Johnston v. Butterfield

196 Iowa 633 | Iowa | 1923

Evans, J.

The appellant filed its note as a general claim against the estate of George L. Butterfield, deceased. The validity of the note as a claim against the estate was not questioned. The resistance thereto was made by the administrator *634and by certain other creditors of the decedent, and was predicated upon the fact that the estate was insolvent, and that the claimant had a mortgage upon the homestead of the decedent, and that it was bound first to exhaust such security, and was entitled to share with other creditors hi the general estate only as to any deficiency remaining after exhausting the security.

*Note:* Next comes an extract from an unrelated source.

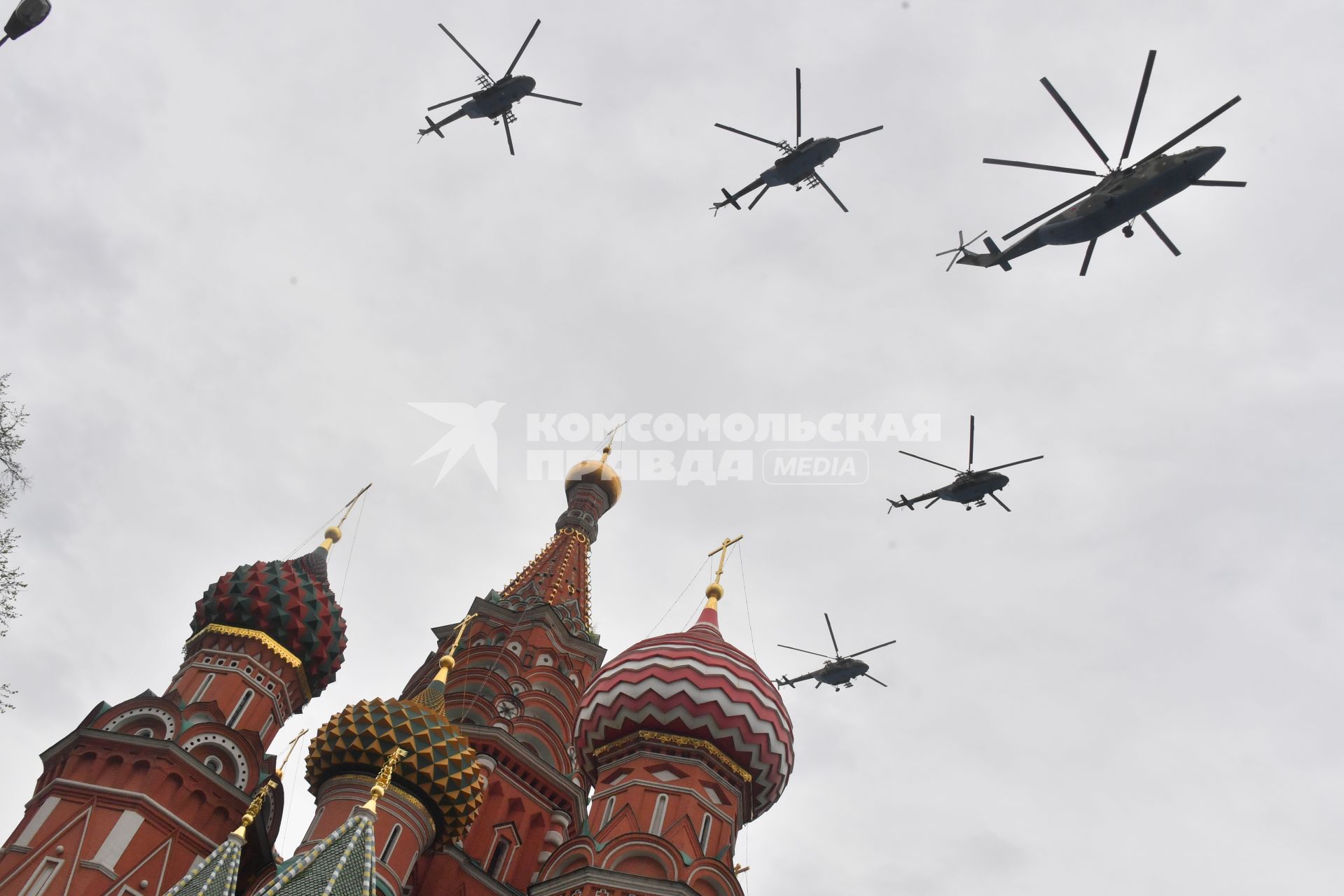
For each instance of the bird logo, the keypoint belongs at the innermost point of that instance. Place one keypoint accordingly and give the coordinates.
(468, 428)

This contention was sustained by the trial court, and an order was entered accordingly.

The order'complained of was clearly erroneous. The trial court doubtless sought to apply the general rule that, where a creditor of an insolvent has a double fund to which he may resort, his security may be marshaled by a court of equity, and he may be required to first resort to a fund upon which other creditors have no claim. This rule is applied only when it can be done with justice both to the creditor and to his debtor. It will not be -applied when the security of the secured creditor is a mortgage upon a homestead or upon other exempt property. Dickson v. Chorn, 6 Iowa 19; Tollerton & S. Co. v. Anderson, 108 Iowa 217. Nor can it be applied when the other security of the creditor is the property of a surety. In re Hobson, 81 Iowa 392.

To require a secured creditor to resort first to the proceeds of a mortgaged homestead would be unjust to the debtor, in that it would deprive him of his right of exemption, for the benefit of his general creditors.

In this case, the appellant could have sued at law upon its note, without foreclosing its mortgage. This would not operate to release the lien of its mortgage. Gilman v. Heitman, 137 Iowa 336. Such creditor is no less entitled to establish his claim as a general claim against the estate of an insolvent decedent.

If it had released its mortgage against the homestead, without collecting anything out of such security, no general creditor could complain. Such was the holding in the cited cases, supra.

Appellant has not instituted a foreclosure suit; nor can it be required to institute one, as a condition to its participation in the general assets of the estate of the decedent.

The order appealed from is, accordingly, reversed. — Reversed and remanded.

Preston, C. J.,' Arthur and Faville, JJ., concur.